Anteanoche escuchaba como mi niña me leía antes de dormir (primero ella me lee algo en voz alta para reírnos –ahora estamos con Manolito Gafotas- y después la leo yo, algo más descriptivo, para que se duerma) Mientras ella me leía vi una mosca andando por el parqué de su habitación; me quité la zapatilla y la aplasté con suavidad, para no despachurrar sus vísceras manchando el suelo. No sé sí mis oídos dan para escuchar ese crujido mortal, pero lo presentí, o quizá lo escuché por analogía a alguna de las veces que, en silencio, he aplastado moscas contra los cristales. El caso es porque lo hice levemente, no creo que la mosca muriera en el acto; estaría en una terrible agonía con parte de sus vísceras quebradas colapsando poco a poco, un minuto o dos, quizá cinco. Pienso más, las moscas viven a una velocidad superior a la nuestra, cinco o diez veces, por eso cuando las atacamos, ellas nos ven llegar a cámara lenta y en muchas ocasiones consiguen escapar. Su agonía no duraría dos minutos, sino diez o veinte o cuarenta de sufrimiento: lo que no estaba yo dispuesto a enmendar, despachurrándola por piedad a coste de manchar ostensiblemente el parqué.
Lucubraba sobre la soberbia de mi gigantesco desprecio por el dolor ajeno.

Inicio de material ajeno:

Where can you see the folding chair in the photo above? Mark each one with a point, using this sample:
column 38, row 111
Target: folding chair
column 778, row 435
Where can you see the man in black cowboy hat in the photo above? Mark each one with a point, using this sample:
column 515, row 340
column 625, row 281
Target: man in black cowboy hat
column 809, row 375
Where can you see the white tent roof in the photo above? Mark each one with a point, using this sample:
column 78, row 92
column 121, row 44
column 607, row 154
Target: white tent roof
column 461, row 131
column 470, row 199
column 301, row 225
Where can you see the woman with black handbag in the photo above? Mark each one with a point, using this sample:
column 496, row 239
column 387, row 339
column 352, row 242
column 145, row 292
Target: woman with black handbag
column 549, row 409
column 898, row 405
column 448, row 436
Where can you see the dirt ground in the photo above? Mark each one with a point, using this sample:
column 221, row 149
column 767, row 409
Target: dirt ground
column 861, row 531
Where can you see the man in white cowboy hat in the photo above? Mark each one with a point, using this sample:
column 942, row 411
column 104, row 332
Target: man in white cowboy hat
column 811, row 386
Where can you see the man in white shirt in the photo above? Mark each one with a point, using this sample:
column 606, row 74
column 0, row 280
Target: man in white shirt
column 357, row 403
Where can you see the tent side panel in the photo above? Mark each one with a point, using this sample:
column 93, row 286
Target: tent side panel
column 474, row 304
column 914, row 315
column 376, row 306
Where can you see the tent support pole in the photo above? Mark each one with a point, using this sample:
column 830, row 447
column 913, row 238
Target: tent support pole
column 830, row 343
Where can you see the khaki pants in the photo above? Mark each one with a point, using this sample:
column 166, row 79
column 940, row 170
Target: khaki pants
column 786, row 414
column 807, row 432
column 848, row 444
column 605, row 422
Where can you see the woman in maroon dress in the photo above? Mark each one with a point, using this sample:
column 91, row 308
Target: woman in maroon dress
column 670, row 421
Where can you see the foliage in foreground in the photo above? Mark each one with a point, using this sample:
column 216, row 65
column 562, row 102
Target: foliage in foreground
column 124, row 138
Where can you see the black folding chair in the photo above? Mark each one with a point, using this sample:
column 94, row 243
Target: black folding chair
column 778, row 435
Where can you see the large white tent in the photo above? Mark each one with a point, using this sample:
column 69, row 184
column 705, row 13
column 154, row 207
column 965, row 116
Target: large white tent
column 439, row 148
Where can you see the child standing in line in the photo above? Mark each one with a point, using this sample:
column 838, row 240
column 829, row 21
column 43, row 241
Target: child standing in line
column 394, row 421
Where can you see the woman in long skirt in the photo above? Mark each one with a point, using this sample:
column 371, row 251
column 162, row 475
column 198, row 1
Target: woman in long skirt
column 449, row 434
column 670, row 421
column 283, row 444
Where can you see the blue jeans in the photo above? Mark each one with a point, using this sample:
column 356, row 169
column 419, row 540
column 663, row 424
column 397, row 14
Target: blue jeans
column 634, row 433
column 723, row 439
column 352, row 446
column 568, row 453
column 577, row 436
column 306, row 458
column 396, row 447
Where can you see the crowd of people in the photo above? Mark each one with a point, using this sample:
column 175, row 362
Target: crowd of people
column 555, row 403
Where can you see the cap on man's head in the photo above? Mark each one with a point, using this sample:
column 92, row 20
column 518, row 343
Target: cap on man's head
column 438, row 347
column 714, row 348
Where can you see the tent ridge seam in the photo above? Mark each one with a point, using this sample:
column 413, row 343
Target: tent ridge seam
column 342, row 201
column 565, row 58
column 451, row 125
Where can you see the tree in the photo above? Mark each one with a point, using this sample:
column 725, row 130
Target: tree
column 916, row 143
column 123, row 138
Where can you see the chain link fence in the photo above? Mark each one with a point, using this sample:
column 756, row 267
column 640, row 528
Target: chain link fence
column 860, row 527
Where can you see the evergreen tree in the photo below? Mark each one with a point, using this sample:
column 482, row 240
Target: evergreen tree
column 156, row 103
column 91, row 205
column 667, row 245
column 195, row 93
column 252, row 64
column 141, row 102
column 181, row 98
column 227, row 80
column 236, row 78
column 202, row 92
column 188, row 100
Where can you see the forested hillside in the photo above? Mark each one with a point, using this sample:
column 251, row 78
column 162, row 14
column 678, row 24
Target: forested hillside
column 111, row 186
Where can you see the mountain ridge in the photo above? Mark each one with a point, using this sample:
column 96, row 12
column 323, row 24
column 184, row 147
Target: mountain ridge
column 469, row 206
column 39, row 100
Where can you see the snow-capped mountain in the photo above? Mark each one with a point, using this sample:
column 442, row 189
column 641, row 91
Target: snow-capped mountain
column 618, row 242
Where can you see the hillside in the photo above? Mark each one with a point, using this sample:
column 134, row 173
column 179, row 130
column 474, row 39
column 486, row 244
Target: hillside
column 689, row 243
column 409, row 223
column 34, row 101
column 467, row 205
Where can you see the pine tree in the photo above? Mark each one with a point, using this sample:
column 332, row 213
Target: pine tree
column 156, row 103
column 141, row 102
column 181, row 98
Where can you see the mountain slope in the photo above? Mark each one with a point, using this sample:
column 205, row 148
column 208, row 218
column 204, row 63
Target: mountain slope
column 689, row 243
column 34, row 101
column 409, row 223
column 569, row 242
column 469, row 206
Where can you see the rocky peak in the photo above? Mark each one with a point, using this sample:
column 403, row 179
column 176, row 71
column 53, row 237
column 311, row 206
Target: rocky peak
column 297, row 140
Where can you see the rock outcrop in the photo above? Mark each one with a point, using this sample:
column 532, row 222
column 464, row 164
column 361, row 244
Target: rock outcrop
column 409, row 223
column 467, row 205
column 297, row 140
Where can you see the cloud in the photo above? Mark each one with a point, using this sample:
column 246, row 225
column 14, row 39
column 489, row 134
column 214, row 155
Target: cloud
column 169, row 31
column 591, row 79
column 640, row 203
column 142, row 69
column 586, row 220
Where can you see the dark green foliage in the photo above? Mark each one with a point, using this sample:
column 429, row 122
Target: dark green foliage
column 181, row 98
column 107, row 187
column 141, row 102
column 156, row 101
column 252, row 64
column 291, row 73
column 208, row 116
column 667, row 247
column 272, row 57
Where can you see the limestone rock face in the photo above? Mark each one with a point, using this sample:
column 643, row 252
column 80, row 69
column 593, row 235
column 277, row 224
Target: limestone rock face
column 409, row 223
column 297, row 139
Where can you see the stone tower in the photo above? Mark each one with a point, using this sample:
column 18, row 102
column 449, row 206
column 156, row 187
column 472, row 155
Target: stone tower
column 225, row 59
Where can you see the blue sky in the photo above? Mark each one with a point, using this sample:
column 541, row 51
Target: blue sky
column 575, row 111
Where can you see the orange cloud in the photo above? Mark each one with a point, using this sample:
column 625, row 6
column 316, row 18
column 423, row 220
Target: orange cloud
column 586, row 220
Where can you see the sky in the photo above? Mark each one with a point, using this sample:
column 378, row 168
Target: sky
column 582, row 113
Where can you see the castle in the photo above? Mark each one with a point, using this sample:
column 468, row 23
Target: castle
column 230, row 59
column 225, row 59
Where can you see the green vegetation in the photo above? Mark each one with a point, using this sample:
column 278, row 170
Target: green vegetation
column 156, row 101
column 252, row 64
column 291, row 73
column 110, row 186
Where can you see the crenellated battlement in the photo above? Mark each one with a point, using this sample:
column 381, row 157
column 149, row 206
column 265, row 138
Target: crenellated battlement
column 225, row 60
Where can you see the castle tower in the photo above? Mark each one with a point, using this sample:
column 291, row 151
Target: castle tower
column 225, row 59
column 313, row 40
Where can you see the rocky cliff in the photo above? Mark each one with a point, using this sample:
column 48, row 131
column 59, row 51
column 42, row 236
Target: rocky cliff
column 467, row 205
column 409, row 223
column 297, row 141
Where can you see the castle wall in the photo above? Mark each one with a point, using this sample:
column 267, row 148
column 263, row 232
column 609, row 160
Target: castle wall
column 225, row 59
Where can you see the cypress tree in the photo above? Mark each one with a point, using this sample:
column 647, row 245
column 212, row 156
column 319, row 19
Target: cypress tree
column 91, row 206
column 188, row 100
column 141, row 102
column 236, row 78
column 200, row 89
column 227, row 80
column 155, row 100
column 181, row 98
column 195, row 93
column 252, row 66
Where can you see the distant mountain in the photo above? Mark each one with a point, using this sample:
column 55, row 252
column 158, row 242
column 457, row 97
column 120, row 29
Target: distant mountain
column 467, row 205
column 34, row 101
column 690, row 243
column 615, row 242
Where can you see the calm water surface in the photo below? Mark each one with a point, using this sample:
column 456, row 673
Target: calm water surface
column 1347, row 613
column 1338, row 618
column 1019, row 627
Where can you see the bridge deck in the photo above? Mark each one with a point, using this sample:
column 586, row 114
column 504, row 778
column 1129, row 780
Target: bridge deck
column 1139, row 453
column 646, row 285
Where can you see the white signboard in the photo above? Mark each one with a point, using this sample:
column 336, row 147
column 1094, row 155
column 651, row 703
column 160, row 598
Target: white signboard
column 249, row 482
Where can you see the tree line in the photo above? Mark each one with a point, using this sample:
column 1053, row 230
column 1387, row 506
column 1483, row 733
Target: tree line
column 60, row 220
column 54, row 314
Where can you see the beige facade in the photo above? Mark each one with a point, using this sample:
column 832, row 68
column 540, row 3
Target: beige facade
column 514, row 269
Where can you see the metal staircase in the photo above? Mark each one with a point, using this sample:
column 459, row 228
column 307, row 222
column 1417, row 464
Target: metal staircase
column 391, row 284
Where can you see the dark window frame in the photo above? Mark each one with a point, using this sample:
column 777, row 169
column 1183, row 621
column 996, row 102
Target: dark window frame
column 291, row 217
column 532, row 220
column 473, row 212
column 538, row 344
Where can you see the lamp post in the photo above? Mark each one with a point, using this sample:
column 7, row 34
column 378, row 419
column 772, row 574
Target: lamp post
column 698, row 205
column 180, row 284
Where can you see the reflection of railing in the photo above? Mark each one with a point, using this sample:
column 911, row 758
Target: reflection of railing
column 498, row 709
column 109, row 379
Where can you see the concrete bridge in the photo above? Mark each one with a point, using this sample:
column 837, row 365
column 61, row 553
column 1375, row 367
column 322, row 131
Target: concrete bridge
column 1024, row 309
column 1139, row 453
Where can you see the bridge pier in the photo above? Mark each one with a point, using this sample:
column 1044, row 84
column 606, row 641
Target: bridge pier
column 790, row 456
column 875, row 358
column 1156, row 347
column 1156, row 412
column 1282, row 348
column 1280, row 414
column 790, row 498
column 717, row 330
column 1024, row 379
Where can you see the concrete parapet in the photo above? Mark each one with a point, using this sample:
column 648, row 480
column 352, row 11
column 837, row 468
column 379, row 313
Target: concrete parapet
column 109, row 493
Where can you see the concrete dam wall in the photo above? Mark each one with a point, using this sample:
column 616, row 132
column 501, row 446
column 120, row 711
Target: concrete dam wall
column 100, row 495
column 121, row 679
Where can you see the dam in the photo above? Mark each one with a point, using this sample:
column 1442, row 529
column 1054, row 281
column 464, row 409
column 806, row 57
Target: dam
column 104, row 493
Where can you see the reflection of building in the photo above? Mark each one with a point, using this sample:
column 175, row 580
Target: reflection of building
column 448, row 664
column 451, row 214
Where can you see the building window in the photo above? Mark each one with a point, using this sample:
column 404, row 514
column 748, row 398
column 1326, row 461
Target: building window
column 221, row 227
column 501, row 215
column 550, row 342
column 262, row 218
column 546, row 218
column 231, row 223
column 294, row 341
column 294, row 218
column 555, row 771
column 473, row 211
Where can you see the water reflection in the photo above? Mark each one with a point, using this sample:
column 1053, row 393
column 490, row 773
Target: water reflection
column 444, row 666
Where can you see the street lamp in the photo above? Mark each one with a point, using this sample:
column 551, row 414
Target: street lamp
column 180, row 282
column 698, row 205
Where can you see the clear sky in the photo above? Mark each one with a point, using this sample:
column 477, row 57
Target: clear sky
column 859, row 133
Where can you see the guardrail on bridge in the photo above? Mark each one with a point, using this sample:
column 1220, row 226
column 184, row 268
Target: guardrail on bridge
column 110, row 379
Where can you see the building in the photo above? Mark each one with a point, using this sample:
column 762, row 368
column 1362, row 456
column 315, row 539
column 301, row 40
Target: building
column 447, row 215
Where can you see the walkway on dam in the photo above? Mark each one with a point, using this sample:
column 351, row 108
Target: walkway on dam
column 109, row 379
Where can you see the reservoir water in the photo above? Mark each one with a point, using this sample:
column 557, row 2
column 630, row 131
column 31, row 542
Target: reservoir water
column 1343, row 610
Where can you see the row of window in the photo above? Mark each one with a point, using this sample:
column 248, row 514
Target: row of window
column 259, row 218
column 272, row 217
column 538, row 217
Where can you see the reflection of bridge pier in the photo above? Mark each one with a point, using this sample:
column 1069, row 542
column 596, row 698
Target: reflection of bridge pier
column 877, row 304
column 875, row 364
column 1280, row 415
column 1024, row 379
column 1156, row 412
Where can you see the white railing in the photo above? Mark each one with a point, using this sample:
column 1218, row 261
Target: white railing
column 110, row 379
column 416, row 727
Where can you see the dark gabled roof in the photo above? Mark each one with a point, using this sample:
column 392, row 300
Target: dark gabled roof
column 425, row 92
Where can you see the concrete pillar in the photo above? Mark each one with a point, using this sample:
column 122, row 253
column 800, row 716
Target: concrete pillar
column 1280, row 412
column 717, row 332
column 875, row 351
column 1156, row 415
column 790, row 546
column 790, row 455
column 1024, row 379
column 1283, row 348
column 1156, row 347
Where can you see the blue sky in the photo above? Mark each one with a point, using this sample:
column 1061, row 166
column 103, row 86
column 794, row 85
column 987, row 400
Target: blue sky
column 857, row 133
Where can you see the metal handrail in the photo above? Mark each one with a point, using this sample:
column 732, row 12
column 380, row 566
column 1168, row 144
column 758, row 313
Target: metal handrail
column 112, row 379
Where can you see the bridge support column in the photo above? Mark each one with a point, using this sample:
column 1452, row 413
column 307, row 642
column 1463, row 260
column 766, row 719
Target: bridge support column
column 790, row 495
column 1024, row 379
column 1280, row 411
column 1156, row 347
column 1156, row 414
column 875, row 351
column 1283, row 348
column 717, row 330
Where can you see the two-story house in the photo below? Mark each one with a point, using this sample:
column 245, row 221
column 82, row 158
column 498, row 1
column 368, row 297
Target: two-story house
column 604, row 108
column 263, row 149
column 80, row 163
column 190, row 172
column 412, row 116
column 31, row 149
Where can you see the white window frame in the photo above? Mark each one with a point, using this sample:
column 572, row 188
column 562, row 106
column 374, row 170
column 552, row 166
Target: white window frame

Pero tampoco lo escuchaba, no fue nada parecido a cuando en octubre uso el insecticida spray, que las moscas hacen un molesto ruido aleteando boca abajo, desesperadas, descompuestas, su dolor debe ser enormemente cáustico (y multiplicado por 10).
Ahora pienso qué pensarán los judíos, de estos revuelcos desesperados de las moscas heridas de quemaduras de insecticida; no debe ser lo mismo habiéndolo padecido en carnes próximas.
A veces no nos damos cuenta del sufrimiento de los demás, no lo oímos, ni lo imaginamos. Nuestra sana invulnerabilidad no nos permite escuchar los ultrasonidos, aunque hayamos hecho daño sin darnos cuenta.